ELAP was founded in 2003 to assist self funded employers in managing the appeal process within their health and welfare benefit plans. Employers sponsoring self funded plans are often ill-equipped to assess appeals that have complex medical and legal implications. These appeals range from coverage determinations to adjudicating medical necessity or appropriateness of treatment. This service remains the cornerstone of our “Basic” ELAP program. ELAP is named in the plan document as the “Designated Decision Maker” (DDM) and serves the plan sponsor in a co-fiduciary capacity. The basic ELAP approach relies heavily on independent review organizations and a rigorous adherence to the Department of Labor (DOL) claim regulations.

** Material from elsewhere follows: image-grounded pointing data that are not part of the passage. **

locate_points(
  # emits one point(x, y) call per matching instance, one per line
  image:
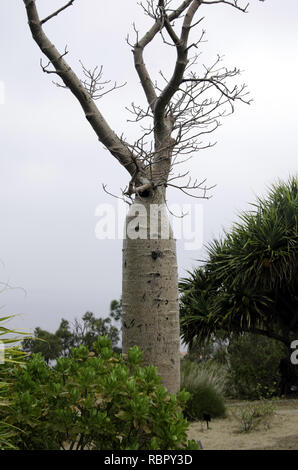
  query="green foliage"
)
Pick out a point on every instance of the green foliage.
point(96, 400)
point(253, 414)
point(204, 383)
point(82, 332)
point(10, 355)
point(253, 366)
point(249, 280)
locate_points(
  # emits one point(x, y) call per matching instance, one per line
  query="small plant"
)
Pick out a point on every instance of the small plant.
point(203, 384)
point(96, 400)
point(10, 354)
point(251, 415)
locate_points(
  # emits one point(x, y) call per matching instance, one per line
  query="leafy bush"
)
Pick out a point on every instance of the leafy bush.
point(253, 366)
point(203, 382)
point(252, 414)
point(99, 400)
point(9, 354)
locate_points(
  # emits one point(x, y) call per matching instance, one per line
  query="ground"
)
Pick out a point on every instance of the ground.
point(223, 434)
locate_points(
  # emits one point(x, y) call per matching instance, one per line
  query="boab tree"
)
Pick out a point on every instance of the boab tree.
point(181, 110)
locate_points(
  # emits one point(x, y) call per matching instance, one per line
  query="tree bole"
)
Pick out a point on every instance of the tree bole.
point(150, 290)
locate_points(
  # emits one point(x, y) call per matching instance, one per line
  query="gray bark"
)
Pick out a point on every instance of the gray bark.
point(150, 292)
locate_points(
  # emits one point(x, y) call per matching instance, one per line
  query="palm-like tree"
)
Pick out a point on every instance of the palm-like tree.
point(249, 280)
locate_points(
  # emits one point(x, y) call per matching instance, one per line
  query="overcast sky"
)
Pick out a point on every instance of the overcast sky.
point(52, 165)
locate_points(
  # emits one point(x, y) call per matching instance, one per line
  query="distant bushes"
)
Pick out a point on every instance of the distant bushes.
point(253, 366)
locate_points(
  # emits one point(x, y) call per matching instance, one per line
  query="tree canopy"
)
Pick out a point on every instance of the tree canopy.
point(248, 283)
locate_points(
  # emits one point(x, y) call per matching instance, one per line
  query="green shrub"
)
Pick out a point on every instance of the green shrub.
point(251, 415)
point(10, 355)
point(203, 383)
point(98, 400)
point(253, 366)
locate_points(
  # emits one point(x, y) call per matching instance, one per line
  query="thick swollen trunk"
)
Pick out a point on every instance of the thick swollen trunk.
point(150, 290)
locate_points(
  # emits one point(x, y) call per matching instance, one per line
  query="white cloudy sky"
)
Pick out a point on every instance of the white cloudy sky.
point(52, 165)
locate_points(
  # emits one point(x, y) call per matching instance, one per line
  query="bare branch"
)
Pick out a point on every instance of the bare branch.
point(57, 12)
point(105, 134)
point(234, 3)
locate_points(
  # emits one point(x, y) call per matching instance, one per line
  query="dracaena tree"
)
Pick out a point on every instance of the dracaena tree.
point(182, 108)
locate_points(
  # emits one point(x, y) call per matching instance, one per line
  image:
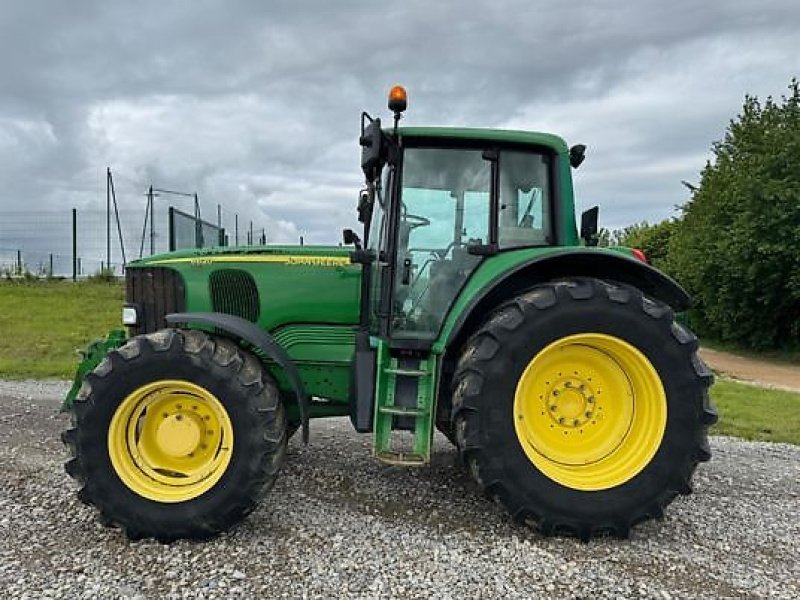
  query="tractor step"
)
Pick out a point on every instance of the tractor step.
point(407, 372)
point(402, 459)
point(403, 411)
point(404, 397)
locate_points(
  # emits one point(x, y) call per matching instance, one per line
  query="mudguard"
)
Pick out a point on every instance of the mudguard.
point(241, 329)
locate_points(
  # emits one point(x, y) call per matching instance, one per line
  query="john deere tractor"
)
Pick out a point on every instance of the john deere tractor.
point(472, 305)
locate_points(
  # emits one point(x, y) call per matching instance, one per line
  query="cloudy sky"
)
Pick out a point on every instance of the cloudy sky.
point(256, 105)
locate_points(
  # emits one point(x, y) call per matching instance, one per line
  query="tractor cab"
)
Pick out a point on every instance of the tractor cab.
point(437, 202)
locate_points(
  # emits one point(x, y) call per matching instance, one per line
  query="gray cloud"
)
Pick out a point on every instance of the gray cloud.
point(255, 105)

In 2007, ELAP recognized that the appeals and challenges were not coming exclusively from plan members, but also from medical providers. The question shifted from: “Is it covered?” (from a member) to: “I am not satisfied with what you paid me” (from a medical provider). The topic of reimbursement for health care services was distinct from the questions and challenges addressed under the basic ELAP model.
To respond to the economic appeals of medical providers, ELAP developed the “Review and Audit Program.” The ELAP audit program compares charges from designated medical providers against allowable claim limits as defined by the plan. These limits ensure that plan payments to medical providers align with objective and verifiable metrics derived from industry sources. The goal of the audit program is to recognize a medical provider’s actual cost in delivering a service and to allow a fair margin above that cost.
The cornerstones of both programs (basic ELAP and ELAP audit) are effective plan language, solid adherence to the intent and letter of ERISA law, and vigorous legal defense of the plan, the member, and the Third Party Administrator (TPA) if necessary.